Simple v Compound Interest...Which do you prefer?

Annotation

This lesson incorporates spreadsheets into a hands-on learning experience where students examine the economic concepts of trade-offs and opportunity cost to decide whether savings accounts with simple interest or savings accounts with compound interest provide the best alternative.

## Students will calculate the interest earned on account balances using simple interest and compound interest. Students will also use the concepts of trade-offs and opportunity cost to make a decision about what account would be best for them. This lesson assumes students have prior knowledge of spreadsheets and how to use them.

Assessed QCC:

3
 Topic: Pattern, Sequence Standard: Uses scientific calculator and computer skills to solve problems, to discover patterns and sequences, to investigate situations and draw conclusions.
4
 Topic: Research, Investigation, Data Analysis Standard: Uses computer software and applications to research, investigate, and analyze data and to represent this information using charts, tables, graphs, or other presentation forms.

Total Duration:

1. ## Calculators

2. 1 gallon size Ziploc bag for each group

3. Dum-dum suckers to represent deposits (any candy will do)

4. Smarties candies to represent interest (any candy will do)

5. Computer access

Microsoft Excel

Procedures:

## Step One

1. Define the terms trade-off, opportunity cost, interest, interest rate, simple interest, compound interest.

2. Review how to change a percent into a decimal i.e.10%= .10, etc.

Estimated Time:

10-15 minutes

Step Two

1. Explain that students will work in groups to calculate how much interest they will earn on a savings account using an interest rate of 30%. Note: 30% is much higher than a bank would pay, but it will make the differences between simple and compound interest much more obvious.

2. Divide the class into 6 equal groups: three for compound interest and three for simple interest. Each group should have a copy of either Worksheet #1 or Worksheet #2 and a calculator.

3. Each group should designate one person to be the banker.

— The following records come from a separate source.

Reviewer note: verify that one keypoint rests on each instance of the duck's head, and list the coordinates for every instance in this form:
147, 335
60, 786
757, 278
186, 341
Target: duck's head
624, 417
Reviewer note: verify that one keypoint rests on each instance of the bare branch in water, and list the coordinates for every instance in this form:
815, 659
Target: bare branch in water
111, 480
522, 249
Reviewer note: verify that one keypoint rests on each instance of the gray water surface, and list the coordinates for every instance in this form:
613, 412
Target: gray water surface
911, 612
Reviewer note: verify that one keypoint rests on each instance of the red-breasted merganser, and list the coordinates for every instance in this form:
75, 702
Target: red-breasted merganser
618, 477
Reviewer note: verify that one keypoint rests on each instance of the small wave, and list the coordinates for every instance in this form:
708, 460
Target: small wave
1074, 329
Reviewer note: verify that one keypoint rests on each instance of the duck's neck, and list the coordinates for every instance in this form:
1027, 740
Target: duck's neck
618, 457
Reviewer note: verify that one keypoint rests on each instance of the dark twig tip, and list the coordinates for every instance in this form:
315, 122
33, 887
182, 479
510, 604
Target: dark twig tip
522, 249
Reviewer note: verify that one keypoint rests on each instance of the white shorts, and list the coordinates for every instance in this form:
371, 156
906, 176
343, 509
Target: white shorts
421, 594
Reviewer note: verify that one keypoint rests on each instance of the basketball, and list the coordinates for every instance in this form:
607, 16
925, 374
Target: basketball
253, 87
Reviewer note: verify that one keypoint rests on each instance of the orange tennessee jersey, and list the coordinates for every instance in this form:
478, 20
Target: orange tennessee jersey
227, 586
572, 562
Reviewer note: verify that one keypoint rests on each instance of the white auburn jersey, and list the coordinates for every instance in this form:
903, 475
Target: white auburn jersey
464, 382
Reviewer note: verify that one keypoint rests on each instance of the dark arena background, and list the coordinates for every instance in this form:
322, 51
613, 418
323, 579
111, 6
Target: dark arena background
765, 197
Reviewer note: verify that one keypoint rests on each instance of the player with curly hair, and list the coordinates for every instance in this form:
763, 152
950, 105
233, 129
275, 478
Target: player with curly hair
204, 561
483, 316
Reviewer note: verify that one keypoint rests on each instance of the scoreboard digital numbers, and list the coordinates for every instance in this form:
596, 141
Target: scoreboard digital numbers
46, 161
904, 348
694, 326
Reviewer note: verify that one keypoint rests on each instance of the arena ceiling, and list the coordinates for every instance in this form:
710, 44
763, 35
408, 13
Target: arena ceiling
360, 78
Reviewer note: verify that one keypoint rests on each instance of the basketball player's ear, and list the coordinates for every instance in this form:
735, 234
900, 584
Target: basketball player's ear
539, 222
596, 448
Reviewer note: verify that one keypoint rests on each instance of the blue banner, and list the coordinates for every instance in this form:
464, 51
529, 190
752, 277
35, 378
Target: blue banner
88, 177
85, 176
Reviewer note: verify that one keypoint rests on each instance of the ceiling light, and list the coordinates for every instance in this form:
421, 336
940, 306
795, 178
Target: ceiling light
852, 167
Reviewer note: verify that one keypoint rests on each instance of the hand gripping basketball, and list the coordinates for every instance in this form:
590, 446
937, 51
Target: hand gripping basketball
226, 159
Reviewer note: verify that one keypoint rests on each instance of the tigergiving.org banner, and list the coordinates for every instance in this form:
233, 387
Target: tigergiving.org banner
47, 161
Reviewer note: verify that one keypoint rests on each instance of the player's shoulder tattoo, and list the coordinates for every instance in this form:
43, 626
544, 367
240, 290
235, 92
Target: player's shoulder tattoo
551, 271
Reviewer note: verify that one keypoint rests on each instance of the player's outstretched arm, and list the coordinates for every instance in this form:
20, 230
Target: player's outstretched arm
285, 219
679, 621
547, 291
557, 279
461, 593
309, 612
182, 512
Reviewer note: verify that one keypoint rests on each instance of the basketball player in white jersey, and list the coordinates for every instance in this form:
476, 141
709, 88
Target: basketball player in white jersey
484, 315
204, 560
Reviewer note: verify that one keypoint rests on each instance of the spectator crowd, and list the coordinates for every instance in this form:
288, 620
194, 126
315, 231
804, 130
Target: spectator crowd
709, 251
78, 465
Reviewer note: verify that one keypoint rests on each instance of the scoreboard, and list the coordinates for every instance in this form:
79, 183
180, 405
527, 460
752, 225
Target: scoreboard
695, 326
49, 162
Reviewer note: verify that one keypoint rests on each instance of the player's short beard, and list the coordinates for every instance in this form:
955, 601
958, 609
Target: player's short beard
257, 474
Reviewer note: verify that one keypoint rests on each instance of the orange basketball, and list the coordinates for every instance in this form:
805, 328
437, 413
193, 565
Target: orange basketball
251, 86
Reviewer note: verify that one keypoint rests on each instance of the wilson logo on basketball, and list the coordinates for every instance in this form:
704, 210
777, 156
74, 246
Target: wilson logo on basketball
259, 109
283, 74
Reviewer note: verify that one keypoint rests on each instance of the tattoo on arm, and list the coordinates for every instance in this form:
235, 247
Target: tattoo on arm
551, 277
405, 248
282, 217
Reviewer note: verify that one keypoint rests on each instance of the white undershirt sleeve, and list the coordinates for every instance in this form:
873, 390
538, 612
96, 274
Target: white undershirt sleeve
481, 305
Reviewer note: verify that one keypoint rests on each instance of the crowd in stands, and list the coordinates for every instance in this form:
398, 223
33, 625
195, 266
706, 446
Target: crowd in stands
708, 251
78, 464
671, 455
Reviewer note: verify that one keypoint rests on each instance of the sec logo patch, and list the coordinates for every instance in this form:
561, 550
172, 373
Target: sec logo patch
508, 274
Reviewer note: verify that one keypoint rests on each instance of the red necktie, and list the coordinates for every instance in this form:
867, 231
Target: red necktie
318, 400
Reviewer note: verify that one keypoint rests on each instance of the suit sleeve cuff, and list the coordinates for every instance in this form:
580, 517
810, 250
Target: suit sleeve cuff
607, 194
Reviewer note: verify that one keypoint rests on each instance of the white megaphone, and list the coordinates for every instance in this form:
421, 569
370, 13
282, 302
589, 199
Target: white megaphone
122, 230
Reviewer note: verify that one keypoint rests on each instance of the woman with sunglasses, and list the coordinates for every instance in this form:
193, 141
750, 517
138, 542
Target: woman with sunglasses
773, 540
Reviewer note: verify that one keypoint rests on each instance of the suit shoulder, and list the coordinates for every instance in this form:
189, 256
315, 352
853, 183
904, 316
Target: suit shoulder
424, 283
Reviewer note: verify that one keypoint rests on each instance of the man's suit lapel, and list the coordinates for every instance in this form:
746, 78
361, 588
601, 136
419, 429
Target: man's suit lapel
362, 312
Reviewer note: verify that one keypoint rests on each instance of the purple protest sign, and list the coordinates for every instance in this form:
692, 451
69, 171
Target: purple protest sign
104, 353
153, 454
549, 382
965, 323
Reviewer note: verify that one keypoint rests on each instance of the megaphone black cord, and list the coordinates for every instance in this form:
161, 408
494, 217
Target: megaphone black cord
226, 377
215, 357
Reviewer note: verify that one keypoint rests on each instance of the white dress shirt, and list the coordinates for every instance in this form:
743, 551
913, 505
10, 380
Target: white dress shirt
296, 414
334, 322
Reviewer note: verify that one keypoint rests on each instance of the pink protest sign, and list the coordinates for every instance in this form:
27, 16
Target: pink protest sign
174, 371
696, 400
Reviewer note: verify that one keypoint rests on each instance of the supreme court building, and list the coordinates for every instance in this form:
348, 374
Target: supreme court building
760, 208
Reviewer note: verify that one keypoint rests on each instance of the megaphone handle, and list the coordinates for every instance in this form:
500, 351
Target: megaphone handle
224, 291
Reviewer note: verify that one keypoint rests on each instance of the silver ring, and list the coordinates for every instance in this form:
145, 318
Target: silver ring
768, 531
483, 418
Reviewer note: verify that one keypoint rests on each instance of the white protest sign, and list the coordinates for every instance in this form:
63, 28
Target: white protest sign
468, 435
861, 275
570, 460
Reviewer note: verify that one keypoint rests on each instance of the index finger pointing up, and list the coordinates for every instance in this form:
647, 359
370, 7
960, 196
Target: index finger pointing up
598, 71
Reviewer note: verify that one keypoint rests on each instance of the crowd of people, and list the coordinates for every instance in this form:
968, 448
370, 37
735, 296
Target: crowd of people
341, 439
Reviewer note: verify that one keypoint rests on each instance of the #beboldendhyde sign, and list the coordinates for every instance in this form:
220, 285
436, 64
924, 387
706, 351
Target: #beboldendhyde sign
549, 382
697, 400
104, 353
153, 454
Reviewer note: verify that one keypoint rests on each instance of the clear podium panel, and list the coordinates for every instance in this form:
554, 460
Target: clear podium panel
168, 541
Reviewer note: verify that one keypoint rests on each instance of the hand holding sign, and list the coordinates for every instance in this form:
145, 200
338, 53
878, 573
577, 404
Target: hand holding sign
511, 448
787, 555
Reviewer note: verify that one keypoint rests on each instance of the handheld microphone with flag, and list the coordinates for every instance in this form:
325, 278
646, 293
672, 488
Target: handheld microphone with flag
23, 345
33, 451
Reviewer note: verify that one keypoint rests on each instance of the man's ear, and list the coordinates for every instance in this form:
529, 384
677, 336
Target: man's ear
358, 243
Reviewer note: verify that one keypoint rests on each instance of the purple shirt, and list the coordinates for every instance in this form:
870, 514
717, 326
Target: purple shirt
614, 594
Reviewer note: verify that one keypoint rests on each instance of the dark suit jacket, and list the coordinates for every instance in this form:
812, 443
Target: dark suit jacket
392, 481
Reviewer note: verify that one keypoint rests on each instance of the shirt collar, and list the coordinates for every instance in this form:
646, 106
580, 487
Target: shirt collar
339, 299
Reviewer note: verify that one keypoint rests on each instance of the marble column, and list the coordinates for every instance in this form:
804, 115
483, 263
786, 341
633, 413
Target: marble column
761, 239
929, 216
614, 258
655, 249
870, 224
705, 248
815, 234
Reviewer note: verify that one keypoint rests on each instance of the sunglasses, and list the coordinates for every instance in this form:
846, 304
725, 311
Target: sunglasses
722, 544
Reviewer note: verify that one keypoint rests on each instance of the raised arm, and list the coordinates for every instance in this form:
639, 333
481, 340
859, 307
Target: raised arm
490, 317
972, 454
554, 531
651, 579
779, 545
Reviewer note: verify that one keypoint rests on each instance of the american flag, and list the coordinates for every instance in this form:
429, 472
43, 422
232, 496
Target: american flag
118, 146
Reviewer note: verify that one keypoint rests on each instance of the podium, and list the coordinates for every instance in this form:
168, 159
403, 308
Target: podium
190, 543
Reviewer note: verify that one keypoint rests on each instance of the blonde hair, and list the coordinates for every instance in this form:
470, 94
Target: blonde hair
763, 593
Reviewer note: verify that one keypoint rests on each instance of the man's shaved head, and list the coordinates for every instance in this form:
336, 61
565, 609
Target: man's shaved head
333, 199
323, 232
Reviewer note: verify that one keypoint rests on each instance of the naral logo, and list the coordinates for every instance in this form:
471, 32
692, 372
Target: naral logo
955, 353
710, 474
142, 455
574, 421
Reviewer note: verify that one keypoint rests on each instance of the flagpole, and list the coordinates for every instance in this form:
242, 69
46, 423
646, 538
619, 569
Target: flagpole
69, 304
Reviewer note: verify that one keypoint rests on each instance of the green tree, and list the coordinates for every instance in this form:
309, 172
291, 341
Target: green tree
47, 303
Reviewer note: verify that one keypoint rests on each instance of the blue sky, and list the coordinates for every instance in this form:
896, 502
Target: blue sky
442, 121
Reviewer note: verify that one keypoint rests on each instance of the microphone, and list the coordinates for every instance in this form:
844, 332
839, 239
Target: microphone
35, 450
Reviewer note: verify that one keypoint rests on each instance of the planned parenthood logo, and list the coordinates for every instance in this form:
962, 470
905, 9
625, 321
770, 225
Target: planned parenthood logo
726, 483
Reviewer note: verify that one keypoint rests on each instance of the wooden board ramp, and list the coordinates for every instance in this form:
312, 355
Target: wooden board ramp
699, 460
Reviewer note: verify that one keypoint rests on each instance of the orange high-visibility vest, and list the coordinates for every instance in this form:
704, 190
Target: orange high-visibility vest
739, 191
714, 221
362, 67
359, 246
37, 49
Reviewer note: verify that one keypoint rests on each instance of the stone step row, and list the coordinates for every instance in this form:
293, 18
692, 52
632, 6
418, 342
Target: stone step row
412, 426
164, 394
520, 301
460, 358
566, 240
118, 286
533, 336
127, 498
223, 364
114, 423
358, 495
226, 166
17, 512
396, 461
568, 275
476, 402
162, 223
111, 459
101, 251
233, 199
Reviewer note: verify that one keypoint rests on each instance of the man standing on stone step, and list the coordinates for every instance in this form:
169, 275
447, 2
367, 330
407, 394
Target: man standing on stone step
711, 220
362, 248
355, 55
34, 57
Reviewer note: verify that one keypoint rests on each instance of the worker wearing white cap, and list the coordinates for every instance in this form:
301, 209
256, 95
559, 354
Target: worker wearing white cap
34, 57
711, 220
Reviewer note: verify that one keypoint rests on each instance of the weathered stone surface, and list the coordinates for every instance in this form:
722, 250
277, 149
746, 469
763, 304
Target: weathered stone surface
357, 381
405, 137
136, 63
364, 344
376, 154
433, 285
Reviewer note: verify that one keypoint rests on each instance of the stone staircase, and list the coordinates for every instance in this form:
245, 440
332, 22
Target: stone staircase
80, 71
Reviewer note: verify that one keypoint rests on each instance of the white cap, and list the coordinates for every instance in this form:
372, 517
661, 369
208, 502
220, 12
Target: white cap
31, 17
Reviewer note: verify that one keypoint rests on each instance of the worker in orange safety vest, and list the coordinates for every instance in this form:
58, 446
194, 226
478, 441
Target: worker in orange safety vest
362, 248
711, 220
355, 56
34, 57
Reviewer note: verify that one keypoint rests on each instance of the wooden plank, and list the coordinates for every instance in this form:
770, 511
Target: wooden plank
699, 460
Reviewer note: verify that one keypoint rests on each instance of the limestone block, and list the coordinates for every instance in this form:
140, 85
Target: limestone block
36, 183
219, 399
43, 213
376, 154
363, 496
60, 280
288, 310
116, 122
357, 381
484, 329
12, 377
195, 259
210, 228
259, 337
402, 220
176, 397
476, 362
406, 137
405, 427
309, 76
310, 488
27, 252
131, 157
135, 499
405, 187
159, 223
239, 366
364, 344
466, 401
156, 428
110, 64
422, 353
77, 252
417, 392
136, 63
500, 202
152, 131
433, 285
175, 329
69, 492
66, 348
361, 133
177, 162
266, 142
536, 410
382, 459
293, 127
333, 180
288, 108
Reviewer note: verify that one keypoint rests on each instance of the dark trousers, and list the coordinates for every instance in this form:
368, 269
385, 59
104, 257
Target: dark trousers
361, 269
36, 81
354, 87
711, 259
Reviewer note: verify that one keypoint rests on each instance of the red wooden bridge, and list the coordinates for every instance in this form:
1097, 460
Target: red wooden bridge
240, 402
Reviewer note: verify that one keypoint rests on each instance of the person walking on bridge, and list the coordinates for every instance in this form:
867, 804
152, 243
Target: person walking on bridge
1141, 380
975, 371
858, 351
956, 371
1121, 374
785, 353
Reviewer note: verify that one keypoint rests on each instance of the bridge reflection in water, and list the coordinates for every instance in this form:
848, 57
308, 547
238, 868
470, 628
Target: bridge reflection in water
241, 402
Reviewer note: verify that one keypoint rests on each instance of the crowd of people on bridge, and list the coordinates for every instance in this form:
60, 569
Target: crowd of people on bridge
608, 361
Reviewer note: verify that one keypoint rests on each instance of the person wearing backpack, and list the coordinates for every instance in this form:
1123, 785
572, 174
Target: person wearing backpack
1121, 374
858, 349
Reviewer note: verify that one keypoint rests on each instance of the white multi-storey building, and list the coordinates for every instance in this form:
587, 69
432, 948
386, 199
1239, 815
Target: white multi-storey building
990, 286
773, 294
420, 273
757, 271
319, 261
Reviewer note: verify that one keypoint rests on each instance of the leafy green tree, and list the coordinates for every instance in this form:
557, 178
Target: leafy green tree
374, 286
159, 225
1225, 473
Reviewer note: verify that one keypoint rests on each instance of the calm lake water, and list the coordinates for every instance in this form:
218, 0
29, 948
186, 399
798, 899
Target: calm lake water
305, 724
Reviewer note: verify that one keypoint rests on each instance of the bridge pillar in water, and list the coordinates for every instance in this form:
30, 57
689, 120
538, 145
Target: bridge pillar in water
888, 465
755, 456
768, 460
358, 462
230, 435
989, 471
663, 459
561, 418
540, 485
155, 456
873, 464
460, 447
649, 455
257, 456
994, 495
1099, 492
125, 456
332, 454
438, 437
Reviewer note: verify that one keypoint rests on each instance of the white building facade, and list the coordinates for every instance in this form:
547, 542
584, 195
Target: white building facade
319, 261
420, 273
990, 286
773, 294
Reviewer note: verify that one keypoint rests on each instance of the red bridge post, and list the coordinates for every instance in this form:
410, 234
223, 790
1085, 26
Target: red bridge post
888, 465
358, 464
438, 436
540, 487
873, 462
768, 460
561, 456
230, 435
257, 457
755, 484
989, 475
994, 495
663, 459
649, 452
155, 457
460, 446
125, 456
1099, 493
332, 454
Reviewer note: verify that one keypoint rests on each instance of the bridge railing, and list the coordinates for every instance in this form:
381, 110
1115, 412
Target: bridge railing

This student will be responsible for picking up the deposits (Smarties) and the interest (dum-dums) from the teacher and placing them in the Ziploc bag. Note: Ziploc bags work best because the students can see the candy, or should I say, "money" and "interest".

4. Begin by having the banker of each group come to the teacher for their first deposit (1 pack of Smarties).

5. The students should then compute the interest earned for the first cycle and send the banker back for the interest (dumdums).

6. Instruct the groups with simple interest to remove the dumdums and eat them. The other group leaves their dumdums  in the bag.

7. Complete this process for each deposit cycle. Simple interest groups should consume (eat) their interest at the end of each cycle.

8. After the groups have completed all six cycles and have recorded their results on their activity sheet,

9. instruct the students to count the candy left in their bag.

10. Ask the simple interest groups to explain why they only have 60 items in their bag even though they earned an additional 63 items in interest. They should see they would have 123 candies had they not eaten the interest.

11. Ask the compound interest groups to explain why they have 166 items in their bag. They should see that they not only have their interest, but that their interest earned interest.

12. Ask students to identify the opportunity cost of using a simple interest account i.e. the benefits of the compound interest account.

13. The opportunity cost of a decision allows a reconsideration of whether the alternative chosen was truly the best. Ask the students if they would do things differently now that they know the opportunity cost of the way they used the interest earned.

Estimated Time:

30-40 minutes

Lesson Materials to be Attached:

Worksheet #1

Assessment:

Have the students enter the data from their worksheets into a spreadsheet and answer the following questions:

• What happens to your ending balance if the interest rate is 10%? 7%? 2%?

• How would your opportunity cast change at these interest rates?

• Would your decision to save or spend the interest change given these interest rates? Why or why not?